CAIRO: Nearly 40 percent of Egyptian voters are undecided less than six weeks before the first presidential election since the ouster of veteran strongman Hosni Mubarak, a poll published on Saturday found.

A full 38 percent of respondents said they had yet to make up their minds which of the 23 candidates to vote for in the May 23-24 first round, the poll published by the independent daily Al-Masry Al-Yom found.

Ten of these 23 hopefuls were later disqualified by the Presidential Election Committee. Deadline for appeals is Monday.

Among the 62 percent who had decided, 20.1 percent said they would vote for Mubarak’s long-time intelligence chief Omar Suleiman who briefly served as vice president before the president’s overthrow in February last year.

Suleiman was followed by former Muslim Brotherhood member Abdel Moneim Abol Fotoh with 12.4 percent and Salafi candidate Hazem Abu Ismail with 11.7 percent.

Former Arab League chief and Mubarak-era foreign minister Amr Moussa trailed with 6.4 percent, followed by the Brotherhood’s official candidate Khairat Al-Shater with 3.2 percent.

Suleiman, Abu Ismail and Al-Shater were among those disqualified.

The poll was carried out on April 10 by the Egyptian Institute for Public Opinion Research (Bassira) among a sample of 2,034 people aged 18 and over.

Respondents were asked: “Who would you vote for if the election were held tomorrow?”

A poll conducted earlier this month by Al-Ahram Center for Political and Strategic Studies showed that 45 percent of those who voted for the Brotherhood in parliamentary elections won’t vote for it again in a new election.

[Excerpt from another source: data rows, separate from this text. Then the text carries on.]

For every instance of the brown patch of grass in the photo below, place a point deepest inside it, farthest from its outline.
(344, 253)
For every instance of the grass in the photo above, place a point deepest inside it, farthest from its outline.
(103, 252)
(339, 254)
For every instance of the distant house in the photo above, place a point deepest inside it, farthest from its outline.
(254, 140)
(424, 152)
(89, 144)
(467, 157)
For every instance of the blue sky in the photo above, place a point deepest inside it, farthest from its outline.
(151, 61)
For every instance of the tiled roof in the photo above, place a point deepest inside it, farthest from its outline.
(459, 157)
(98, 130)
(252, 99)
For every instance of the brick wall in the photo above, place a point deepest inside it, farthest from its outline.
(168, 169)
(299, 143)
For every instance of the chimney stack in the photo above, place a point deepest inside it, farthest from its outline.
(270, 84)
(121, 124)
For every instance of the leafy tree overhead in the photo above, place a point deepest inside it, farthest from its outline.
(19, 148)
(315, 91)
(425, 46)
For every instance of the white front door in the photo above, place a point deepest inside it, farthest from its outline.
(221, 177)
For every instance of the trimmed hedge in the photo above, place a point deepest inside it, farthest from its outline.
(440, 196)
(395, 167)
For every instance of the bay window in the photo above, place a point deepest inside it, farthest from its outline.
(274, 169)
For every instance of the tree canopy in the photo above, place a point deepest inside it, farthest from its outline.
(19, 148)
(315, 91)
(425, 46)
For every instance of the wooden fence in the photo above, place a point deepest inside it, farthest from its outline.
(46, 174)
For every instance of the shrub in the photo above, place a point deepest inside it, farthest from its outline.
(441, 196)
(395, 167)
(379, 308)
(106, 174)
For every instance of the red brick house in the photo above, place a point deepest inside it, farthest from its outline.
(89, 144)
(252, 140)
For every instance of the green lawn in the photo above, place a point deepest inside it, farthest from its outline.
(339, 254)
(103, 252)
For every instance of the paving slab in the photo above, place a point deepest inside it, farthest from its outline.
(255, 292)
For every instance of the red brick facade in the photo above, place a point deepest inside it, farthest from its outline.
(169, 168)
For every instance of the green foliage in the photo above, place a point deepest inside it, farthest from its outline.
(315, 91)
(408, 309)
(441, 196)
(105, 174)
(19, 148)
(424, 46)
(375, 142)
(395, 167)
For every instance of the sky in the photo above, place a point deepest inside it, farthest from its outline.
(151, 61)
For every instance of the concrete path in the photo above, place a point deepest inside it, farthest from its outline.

The poll, which is conducted weekly, was carried out between the end of March and beginning of April with a 4 percent margin of error. About 47.9 percent of the 1,200 polled face-to-face thought Al-Shater’s decision to run was wrong, compared to 13.7 percent who supported it.

The same poll this week showed support for Suleiman jump from 8.2 percent to more than 31 percent over the past week after he announced his candidacy.

Al-Shater made a small gain from less than 2 percent to 4.7 percent support.
Gamal Abdel-Gawad, a political science professor at the American University in Cairo who oversees the weekly poll, said the withdrawal of the Islamist candidates and Suleiman has strengthened the chances of former regime officials such as Moussa and Ahmed Shafiq, Mubarak’s last prime minister.

“I think the Brotherhood has now realized the dangers of nominating Al-Shater. They probably are realizing that his chances were not that big. So they are maybe counting their blessings. They will probably now focus on restoring some trust and building bridges with the other political forces,” said Abdel-Gawad.

Egypt’s Islamist-dominated parliament on Thursday approved a bill that would ban members of Mubarak’s regime from standing for public office, but it needs the support of the ruling Supreme Council of the Armed Forces to become law.